More than doubled the speed of my neural network training using cblas and SSE.

This was actually very easy and strait forward to do. 




void add_biases_simd(double *output, double *biases, int output_size) {
for (int i = 0; i < output_size; i += 4) {
__m128d voutput = _mm_loadu_pd(&output[i]);
__m128d vbiases = _mm_loadu_pd(&biases[i]);
voutput = _mm_add_pd(voutput, vbiases);
_mm_storeu_pd(&output[i], voutput);
}
}

void forward_layer(double *input, double *weights, double *biases, int input_size, int output_size, double *output, activation_function activate, ActivationFunction activation) {
// Use SIMD or BLAS for matrix multiplication
cblas_dgemv(CblasRowMajor, CblasNoTrans, output_size, input_size, 1.0, weights, input_size, input, 1, 0.0, output, 1);
// Add biases using SIMD
add_biases_simd(output, biases, output_size);
// Apply activation function
if (activation == ACTIVATION_SOFTMAX) {
softmax(output, output, output_size);
} else if (activate) {
for (int i = 0; i < output_size; ++i) {
output[i] = activate(output[i]);
}
}
}
void forward_layer_simple(double *input, double *weights, double *biases, int input_size, int output_size, double *output, activation_function activate, ActivationFunction activation)
{
for (int i = 0; i < output_size; ++i)
{
output[i] = 0.0;
for (int j = 0; j < input_size; ++j)
{output[i] += input[j] * weights[i * input_size + j]; }
output[i] += biases[i];
}

if (activation == ACTIVATION_SOFTMAX)
{ softmax(output, output, output_size);
} else if (activate) {
for (int i = 0; i < output_size; ++i)
{ output[i] = activate(output[i]); }
}
}


This an improvement of the backward pass.  I now need to implement my optimizations in terms of sse and cblas.  I am not concerned about keeping these old functions around because I won't be running the backward pass on embedded machines. 
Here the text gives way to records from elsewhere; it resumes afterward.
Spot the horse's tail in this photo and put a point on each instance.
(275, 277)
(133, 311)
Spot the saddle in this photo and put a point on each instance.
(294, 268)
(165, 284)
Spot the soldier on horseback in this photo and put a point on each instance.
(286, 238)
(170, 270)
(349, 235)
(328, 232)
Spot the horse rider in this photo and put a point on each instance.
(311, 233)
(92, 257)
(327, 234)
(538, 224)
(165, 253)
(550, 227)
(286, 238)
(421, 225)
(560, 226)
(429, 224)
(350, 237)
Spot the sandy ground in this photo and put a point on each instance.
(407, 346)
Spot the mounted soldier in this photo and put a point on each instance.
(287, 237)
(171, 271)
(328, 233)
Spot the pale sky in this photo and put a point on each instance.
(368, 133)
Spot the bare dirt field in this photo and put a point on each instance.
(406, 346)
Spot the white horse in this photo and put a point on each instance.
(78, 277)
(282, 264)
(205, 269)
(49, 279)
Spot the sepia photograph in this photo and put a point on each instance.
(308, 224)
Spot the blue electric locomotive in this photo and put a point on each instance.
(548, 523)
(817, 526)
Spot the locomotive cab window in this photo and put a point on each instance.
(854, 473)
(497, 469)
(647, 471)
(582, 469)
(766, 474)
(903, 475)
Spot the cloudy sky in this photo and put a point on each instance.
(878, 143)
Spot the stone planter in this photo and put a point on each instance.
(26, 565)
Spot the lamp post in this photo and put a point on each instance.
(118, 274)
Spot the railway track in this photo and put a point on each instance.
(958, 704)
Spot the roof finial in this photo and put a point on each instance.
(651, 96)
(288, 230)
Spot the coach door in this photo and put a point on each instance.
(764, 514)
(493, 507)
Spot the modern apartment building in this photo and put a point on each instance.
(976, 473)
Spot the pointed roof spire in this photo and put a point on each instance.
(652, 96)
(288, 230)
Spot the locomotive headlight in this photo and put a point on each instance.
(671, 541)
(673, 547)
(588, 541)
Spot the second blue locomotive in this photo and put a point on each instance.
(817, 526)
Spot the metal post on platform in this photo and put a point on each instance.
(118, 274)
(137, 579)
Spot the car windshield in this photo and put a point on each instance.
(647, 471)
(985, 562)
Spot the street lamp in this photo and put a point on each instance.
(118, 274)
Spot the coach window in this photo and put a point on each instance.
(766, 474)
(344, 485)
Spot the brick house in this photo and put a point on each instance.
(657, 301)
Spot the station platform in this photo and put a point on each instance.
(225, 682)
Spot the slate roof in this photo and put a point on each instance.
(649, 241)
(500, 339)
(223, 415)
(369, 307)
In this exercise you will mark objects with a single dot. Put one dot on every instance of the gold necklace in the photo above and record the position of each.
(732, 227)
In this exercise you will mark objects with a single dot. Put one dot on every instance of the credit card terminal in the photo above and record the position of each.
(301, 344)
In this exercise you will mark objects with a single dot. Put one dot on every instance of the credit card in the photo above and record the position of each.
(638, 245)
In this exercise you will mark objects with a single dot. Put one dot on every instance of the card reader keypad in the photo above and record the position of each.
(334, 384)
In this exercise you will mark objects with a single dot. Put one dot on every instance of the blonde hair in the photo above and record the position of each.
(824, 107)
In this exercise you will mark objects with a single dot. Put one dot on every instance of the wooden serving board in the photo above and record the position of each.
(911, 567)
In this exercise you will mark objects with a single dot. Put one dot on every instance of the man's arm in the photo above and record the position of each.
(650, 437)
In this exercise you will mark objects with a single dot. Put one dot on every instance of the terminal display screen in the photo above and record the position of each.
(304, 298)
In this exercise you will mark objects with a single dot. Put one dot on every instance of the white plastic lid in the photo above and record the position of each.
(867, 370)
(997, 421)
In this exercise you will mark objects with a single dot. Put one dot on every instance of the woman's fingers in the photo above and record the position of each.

void backward_pass(NeuralNet *net, double *input, double *expected, double *output) {
int i, j, k;
Layer *output_layer = &net->layers[net->num_layers - 1];

// Calculate output layer errors
if (output_layer->activation == ACTIVATION_SOFTMAX) {
for (i = 0; i < output_layer->output_size; ++i) {
output_layer->errors[i] = output[i] - expected[i];
}
} else {
for (i = 0; i < output_layer->output_size; ++i) {
output_layer->errors[i] = net->calculate_error_derivative(net, output[i], expected[i]) *
output_layer->activate_derivative(output_layer->activations[i]);
}
}

// Backpropagate errors and update weights
for (i = net->num_layers - 1; i > 0; --i) {
Layer *current_layer = &net->layers[i];
Layer *prev_layer = &net->layers[i - 1];

// Calculate gradients and update weights and biases
for (j = 0; j < current_layer->output_size; ++j) {
for (k = 0; k < current_layer->input_size; k += 2) {
int weight_index = j * current_layer->input_size + k;
double gradient0 = current_layer->errors[j] * prev_layer->activations[k] / net->batchsize;
double gradient1 = current_layer->errors[j] * prev_layer->activations[k + 1] / net->batchsize;

double jitter0 = jitter(net);
double jitter1 = jitter(net);

// Use SSE2 to update weights in pairs
__m128d grad = _mm_set_pd(gradient1 - jitter1, gradient0 - jitter0);
__m128d weight = _mm_loadu_pd(&current_layer->weights[weight_index]);
__m128d update = _mm_sub_pd(weight, _mm_mul_pd(grad, _mm_set1_pd(net->learningrate)));

_mm_storeu_pd(&current_layer->weights[weight_index], update);
}
// Update biases with jitter
double bias_update = current_layer->errors[j] / net->batchsize - jitter(net);
current_layer->biases[j] -= net->learningrate * bias_update;
}

// Calculate errors for previous layer (if not input layer)
if (i > 1) {
cblas_dgemv(CblasRowMajor, CblasTrans, current_layer->output_size, current_layer->input_size, 1.0,
current_layer->weights, current_layer->input_size, current_layer->errors, 1, 0.0,
prev_layer->errors, 1);

for (j = 0; j < prev_layer->output_size; ++j) {
prev_layer->errors[j] *= prev_layer->activate_derivative(prev_layer->activations[j]);
}
}
}
}


Now, I did lose the optimized updates to weights and biases.  They now have to be rewritten in terms of  sse and cblas.